I tell her that I have a first date planned for Saturday. She asks what he does for a living and when I tell her that he teaches liberal arts at a university she sighs with pleasure. I tell her that I had been dating an engineer and that makes her happy too. I never used to tell her about any dating unless it was quite serious. That sort of information would too quickly become family property and pressure. I always felt somehow guilty when it inevitably didn’t work out. I’m one of only two grandkids and the only one currently old enough to have children.
“That’s great! I might forget that you are going on a date so please remember to call me and tell me all about it.”
She asks me how old he is and when I tell her she says that she doesn’t think that the age difference (four years) means anything at my age.
“At least your not 17 and he is in his 30’s!” she says. She is talking about my mother’s first boyfriend and I ask her if she wanted to rip my mom’s face off when she went out with a man that much older.
“Rip her face off? No, I never wanted to do that. It was just very worrying. But I never wanted to rip her face off. I just loved her. Boy, it is really snowing outside! You know, I was thinking of going for a walk but I’m afraid that I’ll just break something.”
And then we are back to water aerobics and the Very Good Salmon with my aunt. She asks about my mom—still out of the country. When is she coming home? Still next week. I tell her again that I’m going on a date on Saturday just because it’s nice to say out loud and if she remembers me saying it before; she is just as enthusiastic as the first time and doesn’t seem to mind my repetition. We reprise our entire conversation in a slightly different order but this time leave out the part about Stanwood and being Norwegian. We are our own chorus.
I finish compiling documents together and reluctantly end the conversation.
“I have to go Grandma. I should really get back to work.”
“Okay, well I sure love you. I still have your note on my refrigerator.”
The note she is referring to is one that I left when my mother and I visited her just before Christmas.
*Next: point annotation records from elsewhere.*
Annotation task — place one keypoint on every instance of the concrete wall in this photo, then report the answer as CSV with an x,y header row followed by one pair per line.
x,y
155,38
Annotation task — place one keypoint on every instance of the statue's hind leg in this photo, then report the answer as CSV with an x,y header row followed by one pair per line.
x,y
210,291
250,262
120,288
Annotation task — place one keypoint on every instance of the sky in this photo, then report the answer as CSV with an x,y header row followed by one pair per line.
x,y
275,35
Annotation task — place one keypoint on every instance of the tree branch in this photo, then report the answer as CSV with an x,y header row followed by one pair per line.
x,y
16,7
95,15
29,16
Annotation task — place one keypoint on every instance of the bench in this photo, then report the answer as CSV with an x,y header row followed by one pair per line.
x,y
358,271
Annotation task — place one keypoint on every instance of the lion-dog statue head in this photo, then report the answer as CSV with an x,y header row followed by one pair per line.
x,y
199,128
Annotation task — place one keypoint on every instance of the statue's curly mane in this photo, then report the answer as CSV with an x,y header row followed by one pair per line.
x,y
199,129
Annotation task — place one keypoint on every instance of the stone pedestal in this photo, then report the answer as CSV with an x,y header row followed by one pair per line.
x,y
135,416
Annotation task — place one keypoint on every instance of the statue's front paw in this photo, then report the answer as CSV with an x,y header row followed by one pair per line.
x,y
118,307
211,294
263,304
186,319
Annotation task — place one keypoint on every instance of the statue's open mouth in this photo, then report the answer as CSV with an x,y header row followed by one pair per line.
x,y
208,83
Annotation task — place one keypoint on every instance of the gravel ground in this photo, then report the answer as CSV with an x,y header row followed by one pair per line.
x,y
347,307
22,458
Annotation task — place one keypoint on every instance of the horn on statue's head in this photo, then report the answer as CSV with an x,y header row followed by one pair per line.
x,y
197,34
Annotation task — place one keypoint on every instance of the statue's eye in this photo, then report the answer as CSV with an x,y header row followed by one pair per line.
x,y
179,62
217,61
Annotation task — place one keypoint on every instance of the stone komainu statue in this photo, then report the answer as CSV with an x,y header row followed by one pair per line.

My grandfather installed the board on her refrigerator so that he could leave her reminders about appointments. When we arrived in California it had the dates of our arrival and departure listed. Upon leaving I erased the dates and replaced it with a note of our own: ‘M—-- and M--- love you very much. You have lots of yogurt in the fridge. Look in the crisper drawers when you want apples and tangerines.’
I ask her what she’s going to do for the rest of the day and she says that she’s headed down to the lobby to see if anything is going on. It’s really snowing and she might see if they are having salmon or meatballs for dinner which can both be Very Good. She says goodbye again and tells me again that she sure does love me -- it sounds just as good the second time around.